遠野から世界へ。土から造る、原点の酒。


万葉集にも登場するほど、長い歴史を持つどぶろく。古くは豊作祈願や収穫感謝として神に捧げられていましたが、やがて一般家庭でも造られ、身近なお酒として親しまれるようになります。しかしその後、国策で自家醸造が禁止となり、清酒技術も進化したことから、食卓からは遠のいていくことに。そんな紆余曲折の道を辿ってきたお酒ですが、もろみを濾さずにそのまま味わうどぶろくは、まさにお米の酒の原点。素材の魅力を活かした、質実剛健な味わいがそこにあります。


左:<岩手/民宿とおの>
どぶろく 水もと
(720ml)2,700円【36点限り】

舌の上で米がとろけるようなまろやかさ、酵母菌や乳酸菌が生きたクリーミーな泡立ちと酸味など、どぶろくの真骨頂を堪能する1本。


右:<岩手/民宿とおの>
どぶきゅ~る(りんご)
(375ml)1,200円

どぶろく仕込みのリキュールです。りんごの透きとおった香りと米の果肉が生み出す丸みある甘味がやさしくも華やか。

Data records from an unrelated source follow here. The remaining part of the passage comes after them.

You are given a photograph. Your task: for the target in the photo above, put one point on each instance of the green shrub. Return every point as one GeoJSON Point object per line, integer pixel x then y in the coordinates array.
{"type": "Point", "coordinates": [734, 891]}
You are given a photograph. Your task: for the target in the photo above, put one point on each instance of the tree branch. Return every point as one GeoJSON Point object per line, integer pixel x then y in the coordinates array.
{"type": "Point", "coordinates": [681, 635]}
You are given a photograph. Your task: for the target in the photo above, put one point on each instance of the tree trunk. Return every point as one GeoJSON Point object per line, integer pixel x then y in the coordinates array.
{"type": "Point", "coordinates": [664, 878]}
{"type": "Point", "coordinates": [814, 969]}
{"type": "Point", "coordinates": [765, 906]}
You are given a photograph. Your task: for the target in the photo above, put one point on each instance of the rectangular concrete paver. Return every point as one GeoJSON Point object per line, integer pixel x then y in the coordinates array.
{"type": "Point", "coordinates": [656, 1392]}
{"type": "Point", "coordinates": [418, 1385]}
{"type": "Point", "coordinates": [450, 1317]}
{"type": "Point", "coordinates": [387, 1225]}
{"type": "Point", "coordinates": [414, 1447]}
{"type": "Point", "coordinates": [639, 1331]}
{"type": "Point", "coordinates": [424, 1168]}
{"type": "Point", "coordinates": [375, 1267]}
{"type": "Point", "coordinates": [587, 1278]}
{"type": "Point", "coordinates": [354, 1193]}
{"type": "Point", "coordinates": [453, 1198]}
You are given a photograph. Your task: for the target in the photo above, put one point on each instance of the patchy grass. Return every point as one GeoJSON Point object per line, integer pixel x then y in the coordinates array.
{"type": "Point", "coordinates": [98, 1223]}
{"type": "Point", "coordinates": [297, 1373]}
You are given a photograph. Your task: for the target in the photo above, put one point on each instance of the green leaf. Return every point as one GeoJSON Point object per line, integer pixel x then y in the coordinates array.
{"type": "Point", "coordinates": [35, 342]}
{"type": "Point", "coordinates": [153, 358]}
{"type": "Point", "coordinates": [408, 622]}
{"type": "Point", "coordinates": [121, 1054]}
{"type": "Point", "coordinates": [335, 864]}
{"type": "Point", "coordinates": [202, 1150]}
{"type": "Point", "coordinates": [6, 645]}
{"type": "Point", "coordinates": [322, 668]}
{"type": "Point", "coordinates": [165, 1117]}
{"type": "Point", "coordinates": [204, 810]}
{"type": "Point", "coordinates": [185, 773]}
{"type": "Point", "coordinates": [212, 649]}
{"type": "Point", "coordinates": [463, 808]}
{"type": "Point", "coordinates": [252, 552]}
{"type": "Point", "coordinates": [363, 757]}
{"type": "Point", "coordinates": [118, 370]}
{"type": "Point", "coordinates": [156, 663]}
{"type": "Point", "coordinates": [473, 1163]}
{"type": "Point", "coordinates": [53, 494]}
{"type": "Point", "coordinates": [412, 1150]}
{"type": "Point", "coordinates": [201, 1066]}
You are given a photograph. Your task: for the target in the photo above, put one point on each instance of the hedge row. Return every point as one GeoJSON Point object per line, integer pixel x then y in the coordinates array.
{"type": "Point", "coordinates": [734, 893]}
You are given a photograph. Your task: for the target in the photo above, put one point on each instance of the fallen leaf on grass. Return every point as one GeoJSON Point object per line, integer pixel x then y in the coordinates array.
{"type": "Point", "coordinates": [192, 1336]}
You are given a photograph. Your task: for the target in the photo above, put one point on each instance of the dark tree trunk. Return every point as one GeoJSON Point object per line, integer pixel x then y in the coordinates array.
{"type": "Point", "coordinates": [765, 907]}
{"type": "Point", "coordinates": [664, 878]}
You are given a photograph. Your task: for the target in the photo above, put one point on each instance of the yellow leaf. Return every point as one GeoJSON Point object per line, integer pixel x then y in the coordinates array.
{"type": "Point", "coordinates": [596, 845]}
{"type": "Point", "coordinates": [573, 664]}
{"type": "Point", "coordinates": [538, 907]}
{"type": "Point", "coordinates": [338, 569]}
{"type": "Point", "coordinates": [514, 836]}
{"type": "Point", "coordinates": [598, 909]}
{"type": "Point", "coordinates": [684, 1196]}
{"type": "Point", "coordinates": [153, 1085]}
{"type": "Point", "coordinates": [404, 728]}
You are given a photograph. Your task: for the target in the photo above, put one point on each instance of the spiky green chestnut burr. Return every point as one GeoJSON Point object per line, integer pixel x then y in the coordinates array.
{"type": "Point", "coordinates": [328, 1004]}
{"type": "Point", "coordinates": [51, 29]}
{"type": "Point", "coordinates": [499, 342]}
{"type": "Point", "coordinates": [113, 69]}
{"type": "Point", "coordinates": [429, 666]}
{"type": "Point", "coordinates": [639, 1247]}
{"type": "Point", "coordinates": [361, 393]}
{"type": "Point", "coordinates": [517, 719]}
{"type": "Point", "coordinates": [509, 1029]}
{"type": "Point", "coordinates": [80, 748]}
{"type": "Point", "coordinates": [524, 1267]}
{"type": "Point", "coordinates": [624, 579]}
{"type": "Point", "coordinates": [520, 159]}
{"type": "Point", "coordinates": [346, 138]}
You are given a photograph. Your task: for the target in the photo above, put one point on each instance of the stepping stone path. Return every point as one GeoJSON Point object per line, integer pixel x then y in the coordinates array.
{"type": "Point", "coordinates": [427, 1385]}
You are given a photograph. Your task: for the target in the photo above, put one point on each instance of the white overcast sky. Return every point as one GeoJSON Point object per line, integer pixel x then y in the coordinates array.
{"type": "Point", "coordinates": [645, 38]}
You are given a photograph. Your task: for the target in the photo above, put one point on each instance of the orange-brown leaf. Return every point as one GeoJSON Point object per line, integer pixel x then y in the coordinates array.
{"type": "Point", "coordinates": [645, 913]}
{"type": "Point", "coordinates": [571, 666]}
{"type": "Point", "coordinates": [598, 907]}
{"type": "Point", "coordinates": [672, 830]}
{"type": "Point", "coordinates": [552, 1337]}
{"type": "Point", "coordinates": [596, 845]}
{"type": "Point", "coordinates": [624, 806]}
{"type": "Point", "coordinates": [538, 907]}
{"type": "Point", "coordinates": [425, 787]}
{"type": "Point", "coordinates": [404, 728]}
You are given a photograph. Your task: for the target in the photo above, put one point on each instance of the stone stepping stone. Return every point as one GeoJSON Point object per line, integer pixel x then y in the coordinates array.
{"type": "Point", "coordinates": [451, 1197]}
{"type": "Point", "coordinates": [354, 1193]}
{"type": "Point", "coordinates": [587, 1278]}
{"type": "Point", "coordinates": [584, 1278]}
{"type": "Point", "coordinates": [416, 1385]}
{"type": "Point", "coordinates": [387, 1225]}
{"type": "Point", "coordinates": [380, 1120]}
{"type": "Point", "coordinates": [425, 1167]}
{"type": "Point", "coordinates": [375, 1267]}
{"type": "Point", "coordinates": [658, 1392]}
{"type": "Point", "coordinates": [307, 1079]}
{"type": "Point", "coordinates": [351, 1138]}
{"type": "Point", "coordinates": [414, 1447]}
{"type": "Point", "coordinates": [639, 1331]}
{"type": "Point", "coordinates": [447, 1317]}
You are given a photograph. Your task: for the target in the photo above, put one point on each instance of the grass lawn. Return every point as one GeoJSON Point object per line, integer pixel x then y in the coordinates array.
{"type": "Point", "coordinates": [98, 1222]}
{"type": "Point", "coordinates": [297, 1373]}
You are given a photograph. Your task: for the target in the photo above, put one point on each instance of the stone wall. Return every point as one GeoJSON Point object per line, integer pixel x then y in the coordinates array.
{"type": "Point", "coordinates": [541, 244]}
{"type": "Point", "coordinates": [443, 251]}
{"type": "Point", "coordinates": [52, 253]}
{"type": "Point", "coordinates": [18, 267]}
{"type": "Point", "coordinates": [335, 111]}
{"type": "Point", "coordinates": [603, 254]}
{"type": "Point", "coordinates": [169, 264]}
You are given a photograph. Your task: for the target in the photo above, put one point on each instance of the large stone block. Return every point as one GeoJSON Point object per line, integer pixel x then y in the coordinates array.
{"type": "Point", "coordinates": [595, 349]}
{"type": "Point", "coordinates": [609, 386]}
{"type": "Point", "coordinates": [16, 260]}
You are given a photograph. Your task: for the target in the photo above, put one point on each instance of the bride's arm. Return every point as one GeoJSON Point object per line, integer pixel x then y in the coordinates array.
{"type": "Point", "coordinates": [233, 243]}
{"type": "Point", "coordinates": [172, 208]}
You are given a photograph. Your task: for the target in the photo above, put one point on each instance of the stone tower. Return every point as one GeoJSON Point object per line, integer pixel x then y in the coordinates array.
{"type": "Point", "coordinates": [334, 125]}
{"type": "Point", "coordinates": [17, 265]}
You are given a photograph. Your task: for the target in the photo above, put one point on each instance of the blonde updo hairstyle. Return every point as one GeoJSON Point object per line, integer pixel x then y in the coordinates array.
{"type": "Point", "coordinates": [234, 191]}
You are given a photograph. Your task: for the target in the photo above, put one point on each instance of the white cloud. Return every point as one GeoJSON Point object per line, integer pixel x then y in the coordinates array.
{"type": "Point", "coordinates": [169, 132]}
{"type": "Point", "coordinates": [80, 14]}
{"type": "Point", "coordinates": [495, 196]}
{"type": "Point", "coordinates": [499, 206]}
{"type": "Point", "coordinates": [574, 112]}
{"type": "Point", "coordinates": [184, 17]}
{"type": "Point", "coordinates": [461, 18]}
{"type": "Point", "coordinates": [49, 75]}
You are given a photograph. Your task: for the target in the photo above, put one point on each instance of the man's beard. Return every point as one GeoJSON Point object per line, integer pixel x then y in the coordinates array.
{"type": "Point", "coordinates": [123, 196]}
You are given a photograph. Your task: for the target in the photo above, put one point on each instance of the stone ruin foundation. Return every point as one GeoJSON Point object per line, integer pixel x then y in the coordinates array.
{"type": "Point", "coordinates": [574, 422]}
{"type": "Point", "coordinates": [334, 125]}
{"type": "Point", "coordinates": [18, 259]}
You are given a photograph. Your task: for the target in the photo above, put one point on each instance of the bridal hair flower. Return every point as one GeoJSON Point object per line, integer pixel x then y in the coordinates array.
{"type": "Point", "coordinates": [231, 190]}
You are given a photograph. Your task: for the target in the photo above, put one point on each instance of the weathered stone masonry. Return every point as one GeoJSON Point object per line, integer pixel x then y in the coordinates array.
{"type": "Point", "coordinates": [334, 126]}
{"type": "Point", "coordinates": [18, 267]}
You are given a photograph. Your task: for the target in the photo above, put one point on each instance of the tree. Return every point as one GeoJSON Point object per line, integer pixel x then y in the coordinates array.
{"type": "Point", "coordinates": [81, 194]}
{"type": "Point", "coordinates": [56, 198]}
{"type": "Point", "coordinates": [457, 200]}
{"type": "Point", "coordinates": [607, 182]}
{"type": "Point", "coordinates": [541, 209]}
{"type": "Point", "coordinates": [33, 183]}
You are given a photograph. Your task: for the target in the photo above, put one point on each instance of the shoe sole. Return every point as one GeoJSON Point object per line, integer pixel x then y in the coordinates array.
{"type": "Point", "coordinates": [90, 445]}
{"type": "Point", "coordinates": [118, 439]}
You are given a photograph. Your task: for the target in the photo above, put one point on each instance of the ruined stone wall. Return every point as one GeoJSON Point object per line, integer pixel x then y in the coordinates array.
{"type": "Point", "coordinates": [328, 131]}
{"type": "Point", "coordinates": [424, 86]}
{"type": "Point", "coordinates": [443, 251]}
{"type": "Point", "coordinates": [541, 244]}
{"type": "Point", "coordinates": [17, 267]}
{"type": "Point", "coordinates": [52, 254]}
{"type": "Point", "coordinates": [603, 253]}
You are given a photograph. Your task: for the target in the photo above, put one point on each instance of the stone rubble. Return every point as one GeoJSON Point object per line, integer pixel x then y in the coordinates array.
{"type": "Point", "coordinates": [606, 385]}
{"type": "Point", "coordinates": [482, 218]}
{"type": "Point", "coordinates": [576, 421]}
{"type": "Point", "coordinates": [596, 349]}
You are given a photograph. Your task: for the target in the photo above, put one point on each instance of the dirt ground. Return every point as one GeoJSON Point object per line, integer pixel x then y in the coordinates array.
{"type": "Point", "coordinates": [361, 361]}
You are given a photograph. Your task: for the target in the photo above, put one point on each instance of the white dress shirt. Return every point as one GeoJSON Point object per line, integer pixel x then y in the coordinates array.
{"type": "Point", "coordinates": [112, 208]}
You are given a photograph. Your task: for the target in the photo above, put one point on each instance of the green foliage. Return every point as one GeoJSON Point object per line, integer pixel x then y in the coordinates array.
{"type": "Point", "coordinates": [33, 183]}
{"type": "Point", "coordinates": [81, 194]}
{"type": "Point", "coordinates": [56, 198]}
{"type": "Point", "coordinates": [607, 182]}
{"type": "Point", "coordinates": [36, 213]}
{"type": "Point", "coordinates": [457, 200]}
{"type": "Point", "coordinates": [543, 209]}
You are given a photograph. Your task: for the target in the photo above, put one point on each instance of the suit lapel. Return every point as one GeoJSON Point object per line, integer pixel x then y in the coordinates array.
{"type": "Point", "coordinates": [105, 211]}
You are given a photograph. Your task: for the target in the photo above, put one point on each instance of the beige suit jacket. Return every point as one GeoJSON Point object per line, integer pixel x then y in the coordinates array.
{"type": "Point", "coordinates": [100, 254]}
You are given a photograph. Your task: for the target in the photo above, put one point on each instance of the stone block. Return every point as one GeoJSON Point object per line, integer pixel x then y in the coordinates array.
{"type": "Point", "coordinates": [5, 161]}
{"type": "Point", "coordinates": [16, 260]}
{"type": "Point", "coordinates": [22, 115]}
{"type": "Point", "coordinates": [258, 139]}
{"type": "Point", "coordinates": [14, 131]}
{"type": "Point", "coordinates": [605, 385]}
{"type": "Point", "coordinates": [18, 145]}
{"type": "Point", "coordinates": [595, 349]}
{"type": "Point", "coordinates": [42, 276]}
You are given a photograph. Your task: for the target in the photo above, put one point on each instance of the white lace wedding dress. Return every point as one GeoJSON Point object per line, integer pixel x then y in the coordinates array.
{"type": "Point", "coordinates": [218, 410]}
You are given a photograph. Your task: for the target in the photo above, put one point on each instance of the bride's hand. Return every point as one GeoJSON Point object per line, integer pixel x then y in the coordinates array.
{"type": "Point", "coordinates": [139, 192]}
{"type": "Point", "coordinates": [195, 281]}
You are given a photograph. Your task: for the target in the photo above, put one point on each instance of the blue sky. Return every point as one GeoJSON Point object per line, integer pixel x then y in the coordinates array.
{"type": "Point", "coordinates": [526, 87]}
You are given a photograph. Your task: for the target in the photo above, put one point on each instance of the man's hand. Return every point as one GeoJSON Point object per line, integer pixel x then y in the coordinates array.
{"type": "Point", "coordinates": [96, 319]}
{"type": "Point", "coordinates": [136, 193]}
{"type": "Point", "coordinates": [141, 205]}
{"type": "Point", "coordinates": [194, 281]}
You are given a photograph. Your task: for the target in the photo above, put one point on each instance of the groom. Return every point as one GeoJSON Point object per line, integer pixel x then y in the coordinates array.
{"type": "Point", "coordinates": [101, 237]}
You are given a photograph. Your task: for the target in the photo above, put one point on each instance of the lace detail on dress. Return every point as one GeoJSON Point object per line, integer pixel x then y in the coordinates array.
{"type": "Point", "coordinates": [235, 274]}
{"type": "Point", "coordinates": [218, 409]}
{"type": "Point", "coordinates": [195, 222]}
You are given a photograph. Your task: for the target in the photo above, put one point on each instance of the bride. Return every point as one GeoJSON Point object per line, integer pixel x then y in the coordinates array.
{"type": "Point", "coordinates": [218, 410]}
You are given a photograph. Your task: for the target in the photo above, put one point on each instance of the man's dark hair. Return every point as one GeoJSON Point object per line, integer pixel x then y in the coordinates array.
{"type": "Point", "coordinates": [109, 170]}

どぶろくに可能性を感じ、「世界で通用するどぶろく」を目標に夢を実現したのが岩手県遠野市でオーベルジュ「とおのや 要」を営む佐々木要太郎さん。遠野市は2003年に日本初のどぶろく特区になった地域です。自家産米の使用が義務づけられ、佐々木さんは米から研究を行い、遠野市の在来種「とおの1号」に行きつきます。自然に近い農法で米作りを続けた結果、得られた確信は「いいどぶろくはいい米が、いい米はいい土壌が作るということ」。15年かけて作った土は今も進化を続け、米のパワーも増しているといいます。その味わいは繊細にして複雑、活性の瑞々しさに溢れ、多くの人のどぶろくの概念を覆しました。現在、佐々木さんのどぶろくはヨーロッパや香港にも輸出され、料理人でもある佐々木さんの宿には、その味を求め世界各国からゲストが訪れています。